Родион пришел тем же и другим.
— Да что, право, Родик, я не знаю, как подступиться к тебе и расшевелить тебя, — начал Платон. — Мы всегда были вместе. Больше — мы были друг в друге. Ты во мне, я в тебе... Что-то произошло?
— Да, Тонни, что-то происходит со мной... Ты уходишь из меня.
— Ухожу или уже ушел?
— Не знаю, Тонни, может быть, и ушел. Пожалуй, ушел, и во мне осталась только твоя тень. Или, лучше сказать, пустота. Такая же пустота, как в опоке, когда вынута из нее отливка, а формовочная земля все еще сохраняет отпечаток того, что было отлито в ней.
— Ты презираешь меня?
— Себя!
— За что?
— За то, что я был тобой. Это трудно объяснить и еще труднее найти хотя бы приближенно точные сравнения. Слова, как бы гибки и ковки ни были, они всегда остаются крупнозернистым чугуном по сравнению с мыслями и чувствами человека.
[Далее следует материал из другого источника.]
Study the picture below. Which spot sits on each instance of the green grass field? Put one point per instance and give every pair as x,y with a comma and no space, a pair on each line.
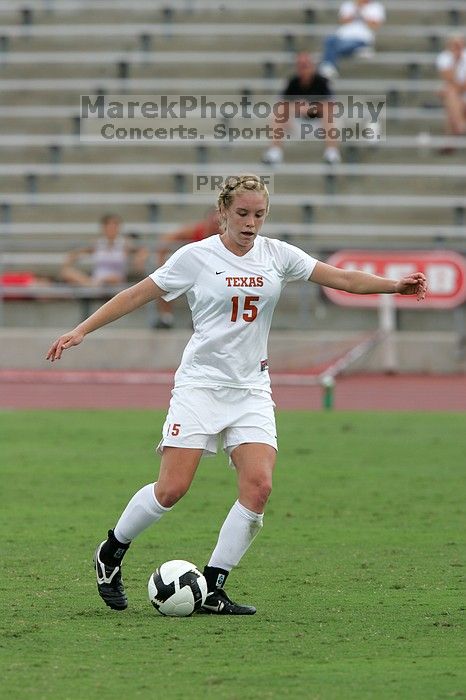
358,574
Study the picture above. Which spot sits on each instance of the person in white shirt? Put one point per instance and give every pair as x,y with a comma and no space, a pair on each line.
359,21
451,65
222,388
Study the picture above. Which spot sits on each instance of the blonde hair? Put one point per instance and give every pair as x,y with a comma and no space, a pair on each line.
238,184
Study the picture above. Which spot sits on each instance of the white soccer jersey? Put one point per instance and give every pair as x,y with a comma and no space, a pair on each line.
232,299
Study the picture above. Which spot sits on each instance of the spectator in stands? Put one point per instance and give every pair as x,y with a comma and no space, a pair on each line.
359,20
451,65
186,234
112,257
306,83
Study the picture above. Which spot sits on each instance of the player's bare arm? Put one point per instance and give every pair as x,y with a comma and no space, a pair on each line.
121,304
358,282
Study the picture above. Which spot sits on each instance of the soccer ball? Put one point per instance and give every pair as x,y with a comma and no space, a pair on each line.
177,588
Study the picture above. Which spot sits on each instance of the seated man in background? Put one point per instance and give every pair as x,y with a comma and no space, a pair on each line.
186,234
451,65
359,21
112,257
309,84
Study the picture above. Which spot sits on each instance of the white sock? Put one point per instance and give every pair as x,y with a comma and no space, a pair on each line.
237,533
142,510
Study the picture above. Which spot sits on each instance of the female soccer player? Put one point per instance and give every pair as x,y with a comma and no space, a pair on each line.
232,281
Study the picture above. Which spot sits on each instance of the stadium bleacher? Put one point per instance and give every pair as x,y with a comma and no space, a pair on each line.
54,186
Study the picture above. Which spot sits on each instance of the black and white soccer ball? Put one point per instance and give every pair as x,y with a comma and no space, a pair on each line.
177,588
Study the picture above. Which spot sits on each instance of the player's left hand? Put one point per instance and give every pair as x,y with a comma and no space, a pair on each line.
415,283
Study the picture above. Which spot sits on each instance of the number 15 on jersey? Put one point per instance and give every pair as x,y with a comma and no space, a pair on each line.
249,310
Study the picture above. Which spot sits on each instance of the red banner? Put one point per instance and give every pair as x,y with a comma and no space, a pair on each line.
445,272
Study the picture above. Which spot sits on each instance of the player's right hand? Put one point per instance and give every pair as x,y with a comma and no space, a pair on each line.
65,341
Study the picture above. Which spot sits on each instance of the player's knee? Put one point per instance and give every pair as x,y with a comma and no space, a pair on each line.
260,493
169,494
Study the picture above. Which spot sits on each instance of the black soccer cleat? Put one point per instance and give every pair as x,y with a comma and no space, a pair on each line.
218,603
109,583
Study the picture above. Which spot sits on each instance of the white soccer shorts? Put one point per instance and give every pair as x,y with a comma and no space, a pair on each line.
197,417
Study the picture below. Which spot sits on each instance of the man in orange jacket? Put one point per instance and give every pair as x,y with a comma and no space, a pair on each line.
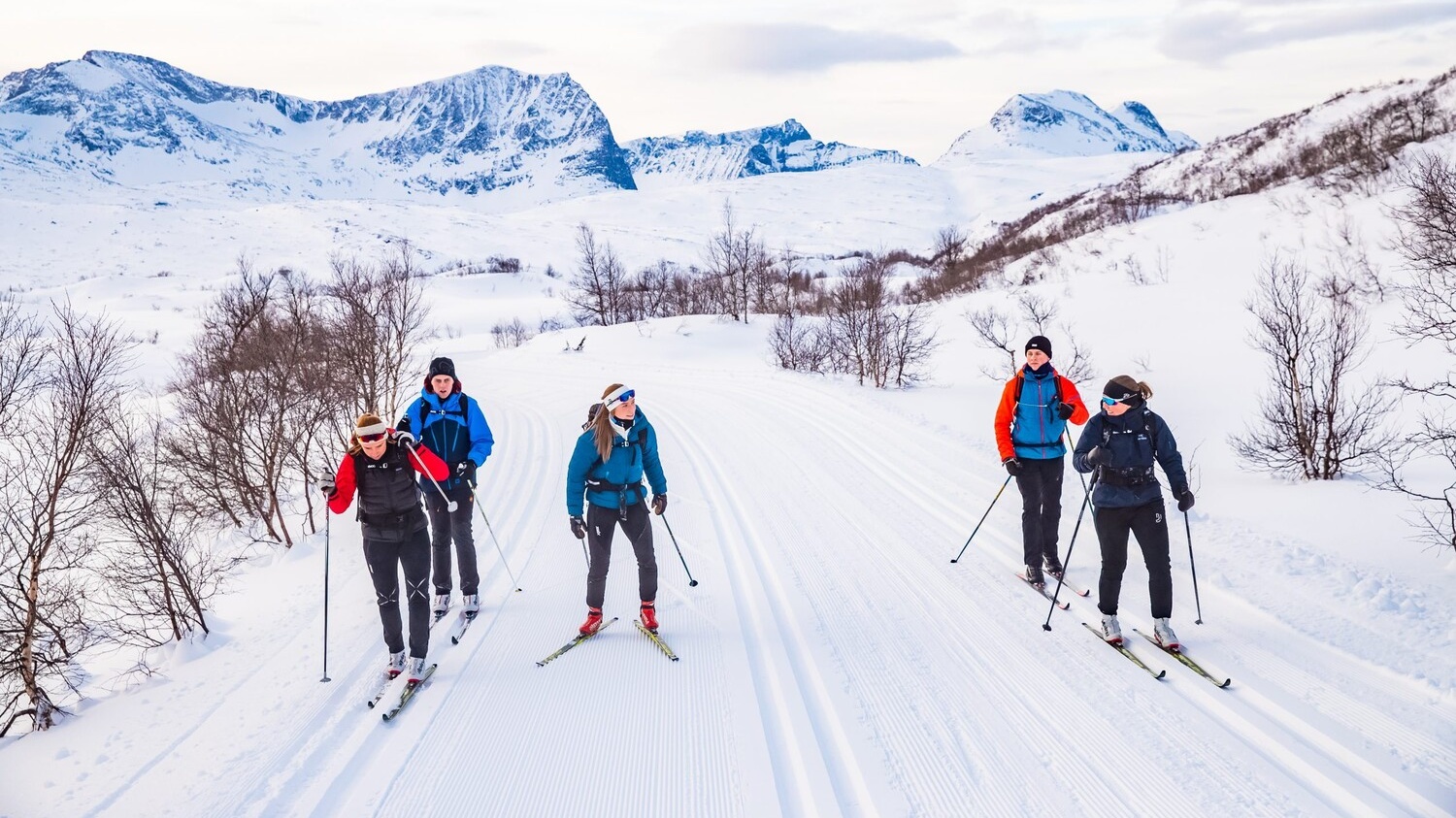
1033,415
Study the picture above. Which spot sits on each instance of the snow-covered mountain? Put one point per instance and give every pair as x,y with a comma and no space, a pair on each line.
1066,122
134,121
788,147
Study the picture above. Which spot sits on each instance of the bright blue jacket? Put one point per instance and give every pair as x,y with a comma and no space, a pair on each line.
1135,440
631,459
450,430
1030,427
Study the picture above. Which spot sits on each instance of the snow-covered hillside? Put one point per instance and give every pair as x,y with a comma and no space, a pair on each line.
698,156
137,122
833,660
1065,122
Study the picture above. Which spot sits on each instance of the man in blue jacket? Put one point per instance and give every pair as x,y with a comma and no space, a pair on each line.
453,427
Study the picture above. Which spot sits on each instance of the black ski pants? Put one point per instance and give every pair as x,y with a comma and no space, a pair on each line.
1149,524
1040,483
446,526
384,559
637,524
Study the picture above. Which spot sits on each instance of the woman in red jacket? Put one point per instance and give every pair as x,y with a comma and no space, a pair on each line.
381,463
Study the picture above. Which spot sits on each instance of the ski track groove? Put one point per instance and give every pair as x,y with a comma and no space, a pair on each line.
1336,751
328,754
314,759
1010,798
319,713
844,770
514,788
917,491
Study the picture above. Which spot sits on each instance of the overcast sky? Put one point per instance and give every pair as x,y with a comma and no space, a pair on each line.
908,75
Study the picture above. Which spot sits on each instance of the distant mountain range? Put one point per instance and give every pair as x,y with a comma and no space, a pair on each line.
136,121
1066,122
128,121
699,156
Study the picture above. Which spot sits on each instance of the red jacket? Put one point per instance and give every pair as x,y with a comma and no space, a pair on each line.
346,480
1007,410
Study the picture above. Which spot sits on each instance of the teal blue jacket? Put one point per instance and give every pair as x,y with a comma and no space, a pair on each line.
631,459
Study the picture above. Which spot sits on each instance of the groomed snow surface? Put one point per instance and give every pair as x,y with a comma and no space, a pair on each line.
833,660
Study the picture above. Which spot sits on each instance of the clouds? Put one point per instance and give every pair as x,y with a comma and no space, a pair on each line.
1211,35
800,49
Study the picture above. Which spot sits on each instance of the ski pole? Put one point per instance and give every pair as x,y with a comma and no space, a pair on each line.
1071,447
690,581
326,515
1194,568
1086,503
483,515
983,520
450,506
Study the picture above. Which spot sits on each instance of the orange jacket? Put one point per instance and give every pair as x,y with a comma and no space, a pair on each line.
1007,409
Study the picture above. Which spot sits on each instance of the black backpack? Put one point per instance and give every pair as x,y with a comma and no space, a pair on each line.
594,483
463,410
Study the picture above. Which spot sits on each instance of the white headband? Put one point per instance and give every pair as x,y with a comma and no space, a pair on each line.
372,430
617,398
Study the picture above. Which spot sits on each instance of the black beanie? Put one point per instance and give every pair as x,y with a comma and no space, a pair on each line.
442,367
1124,389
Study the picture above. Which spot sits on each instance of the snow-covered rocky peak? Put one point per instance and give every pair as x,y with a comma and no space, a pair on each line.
137,122
1066,122
699,156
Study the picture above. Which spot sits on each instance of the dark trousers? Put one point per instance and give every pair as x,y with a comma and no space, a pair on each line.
446,526
1149,524
602,524
384,559
1040,483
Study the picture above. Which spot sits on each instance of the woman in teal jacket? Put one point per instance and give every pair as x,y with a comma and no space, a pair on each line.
614,450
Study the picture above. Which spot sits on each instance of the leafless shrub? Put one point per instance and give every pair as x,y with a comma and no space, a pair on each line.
596,294
256,396
798,344
512,335
46,500
378,317
995,331
1005,334
159,575
949,249
1307,424
865,334
739,258
1427,242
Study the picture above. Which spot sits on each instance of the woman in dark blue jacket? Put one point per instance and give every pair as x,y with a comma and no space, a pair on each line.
606,469
1121,442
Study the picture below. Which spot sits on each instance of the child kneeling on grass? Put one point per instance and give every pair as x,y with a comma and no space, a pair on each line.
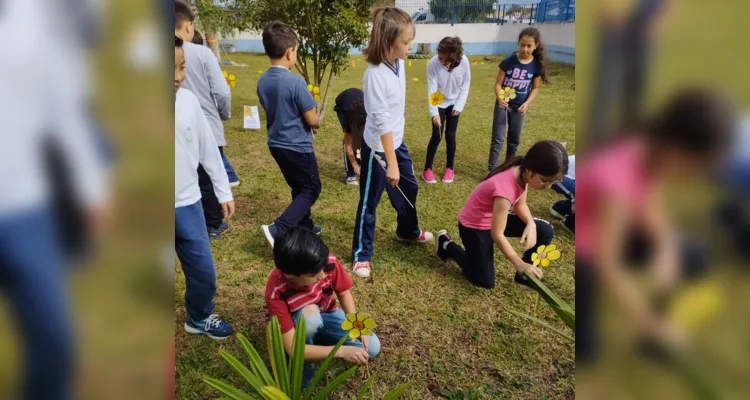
303,283
497,210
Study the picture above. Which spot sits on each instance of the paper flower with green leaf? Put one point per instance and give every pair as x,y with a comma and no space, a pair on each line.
507,94
436,98
544,255
315,91
230,78
358,324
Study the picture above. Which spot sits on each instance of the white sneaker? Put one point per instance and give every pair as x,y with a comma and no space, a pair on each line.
362,269
424,237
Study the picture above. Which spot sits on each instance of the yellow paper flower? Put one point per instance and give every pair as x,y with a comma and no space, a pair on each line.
696,304
544,255
314,90
436,98
358,324
508,93
230,78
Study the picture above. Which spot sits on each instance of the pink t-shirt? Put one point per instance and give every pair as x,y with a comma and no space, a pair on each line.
616,172
477,212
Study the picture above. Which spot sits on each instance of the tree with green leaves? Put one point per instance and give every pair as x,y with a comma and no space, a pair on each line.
327,29
221,17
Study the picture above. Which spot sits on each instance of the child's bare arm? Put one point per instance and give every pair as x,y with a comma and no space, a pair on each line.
347,302
351,354
499,87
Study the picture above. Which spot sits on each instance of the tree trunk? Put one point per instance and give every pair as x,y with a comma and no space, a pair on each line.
325,97
213,43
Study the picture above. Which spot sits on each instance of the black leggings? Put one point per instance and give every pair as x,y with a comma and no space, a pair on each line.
449,123
211,208
477,260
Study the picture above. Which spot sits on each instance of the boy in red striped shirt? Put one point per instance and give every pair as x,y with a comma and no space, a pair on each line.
303,283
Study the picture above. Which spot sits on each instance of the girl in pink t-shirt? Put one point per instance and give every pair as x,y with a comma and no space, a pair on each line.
497,210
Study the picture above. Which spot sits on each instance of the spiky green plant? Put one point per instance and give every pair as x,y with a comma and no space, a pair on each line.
284,380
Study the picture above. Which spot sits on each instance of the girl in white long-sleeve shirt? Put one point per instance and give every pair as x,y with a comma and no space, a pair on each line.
448,81
194,143
385,101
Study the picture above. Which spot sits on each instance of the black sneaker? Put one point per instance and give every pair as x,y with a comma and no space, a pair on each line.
569,224
270,232
522,281
215,234
317,229
442,239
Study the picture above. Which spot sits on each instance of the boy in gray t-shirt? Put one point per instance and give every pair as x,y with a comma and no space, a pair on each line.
291,122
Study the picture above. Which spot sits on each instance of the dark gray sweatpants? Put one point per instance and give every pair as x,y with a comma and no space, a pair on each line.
505,121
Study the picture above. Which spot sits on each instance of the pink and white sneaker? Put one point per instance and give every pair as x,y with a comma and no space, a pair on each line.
448,176
424,237
362,269
428,176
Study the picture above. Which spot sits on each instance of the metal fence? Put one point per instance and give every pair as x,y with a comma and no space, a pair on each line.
488,11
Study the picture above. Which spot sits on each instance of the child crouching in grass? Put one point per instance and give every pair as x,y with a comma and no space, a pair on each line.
497,209
303,284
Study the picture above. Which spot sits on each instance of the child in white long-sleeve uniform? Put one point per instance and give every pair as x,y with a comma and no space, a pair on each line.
448,81
194,143
384,86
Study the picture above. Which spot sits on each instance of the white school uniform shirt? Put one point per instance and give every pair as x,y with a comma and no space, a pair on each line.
194,143
38,105
385,102
454,85
203,77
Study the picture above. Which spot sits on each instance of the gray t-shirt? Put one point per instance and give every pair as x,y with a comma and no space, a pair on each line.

— Так же думаю и я, мне всегда недоставало точных слов, если их даже я брал из трех языков.
Платону хотелось перевести разговор на другое и дать осознать Родиону сказанное им, может быть, сгоряча и преувеличенно... Поэтому Платон снова стал говорить о заводах:
— Родион! Мы превратили с тобой старые заводы в изумительный промышленный бассейн. Бывавшие здесь, ты знаешь и сам, называют тебя опередившим многих предпринимателей просвещенного Запада. Разве это не верно?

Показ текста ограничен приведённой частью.